Logically, there is a question as to why inversion effects were not obtained for inverted female images, given that the distractor images were left-right mirror images of the targets. On the basis of the extensive mental-rotation literature, in which discriminating between mirror images of otherwise identical stimuli consistently produces robust costs for stimulus rotation (Shepard & Cooper, 1982), one would expect reliable inversion effects regardless of the stimuli. The preferred explanation of Bernard et al. (2012)—that the female images have been “objectified”—sidesteps the fact that visual content does not significantly affect task performance when observers are asked to make a mirror-image discrimination (Folk & Luce, 1987). Indeed, the “analytic processing” that Bernard et al. (2012) associate with object recognition would be incapable of supporting mirror-image discriminations that necessarily rely on the spatial relations between parts. Thus, the authors should consider what perceptual processes might have enabled good task performance.
Another logical issue, and one that also suggests an explanation for the authors’ failure to find an inversion effect for female images, revolves around the role of attention. A wide variety of societal factors may lead participants to attend more to female images than to male images. Assuming that performance for upright images was near ceiling for the particular experimental conditions used in the study, greater attention to female images would drive performance for inverted female images closer to ceiling—the exact pattern of results that was reported. Similar to the concerns already noted, the critical issue is that this account implicates a difference in encoding biases, but not a difference in perceptual processing.
In sum, two overarching issues cloud the interpretation of Bernard et al.’s (2012) results. First, nonsocial, perceptual factors may explain the failure to find inversion effects for female images. Second, to the extent that social factors play a role, their influence may be exerted at a nonperceptual level—for example, by biasing looking time or attention. Without better controlled stimuli, further data analyses, and more sophisticated experimental designs, it is premature—particularly given the claimed real-world implications of this work—to suggest that the observed differences between male and female images with respect to inversion are attributable to “basic” visual or cognitive processes recruited in response to the “objectification” of females.

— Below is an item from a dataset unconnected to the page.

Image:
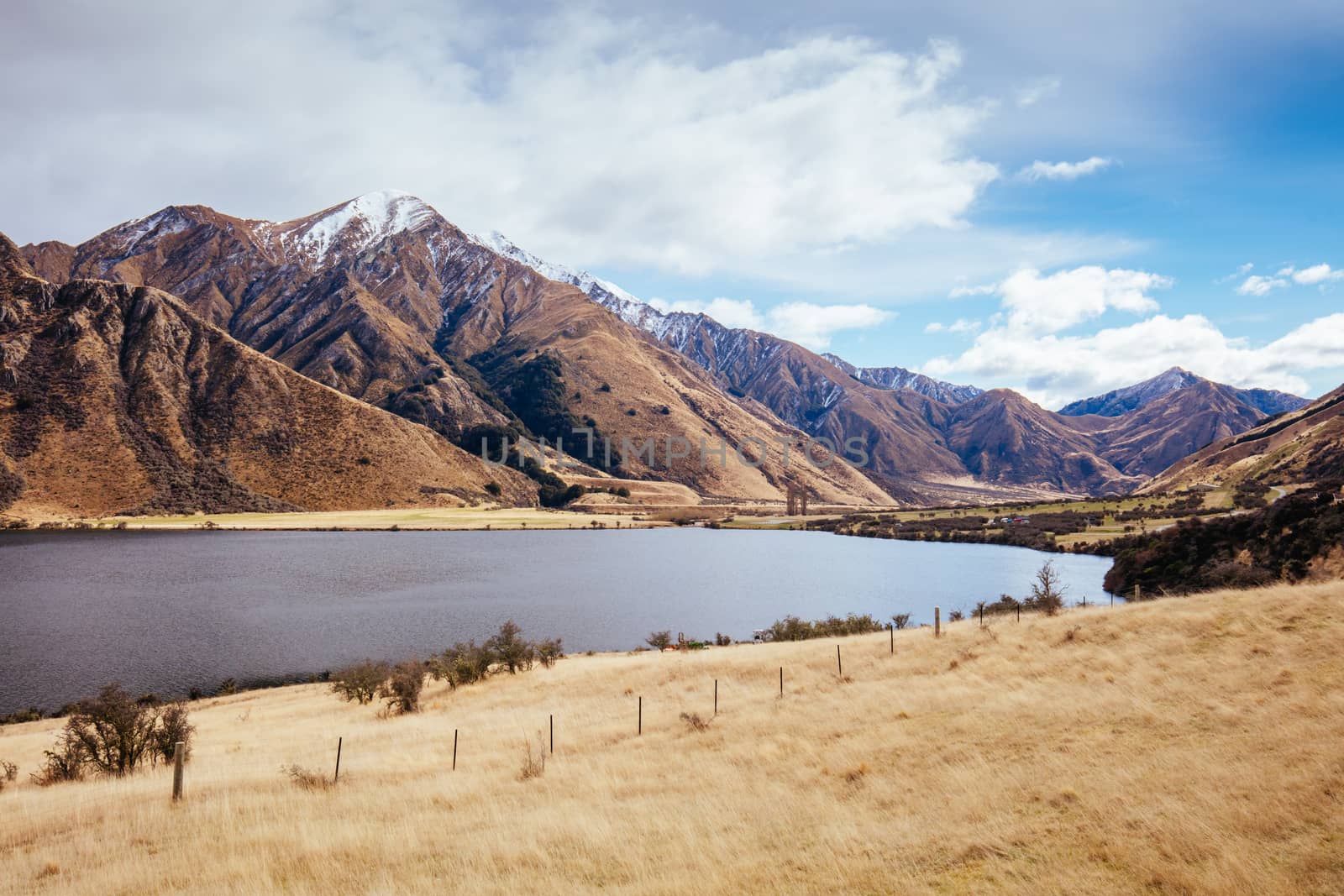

Of note, Perspectives on Psychological Science has recently published two articles voicing concerns about the “short report” format (Bertamini & Munafo, 2012; Ledgerwood & Sherman, 2012). In that Bernard et al.’s (2012) paper was published as a short report—which is briefer than the already-brief format popularized by journals such as Psychological Science—one wonders if some of the concerns raised here could have been avoided in a longer article format.
Footnotes
Declaration of Conflicting Interests
The author declared that he had no conflicts of interest with respect to his authorship or the publication of this article.
Funding
Funding for this research was provided by the Temporal Dynamics of Learning Center at the University of California, San Diego (National Science Foundation Science of Learning Center SBE-0542013) and by National Institutes of Health EUREKA Grant 1R01MH084195-01 to M. J. T.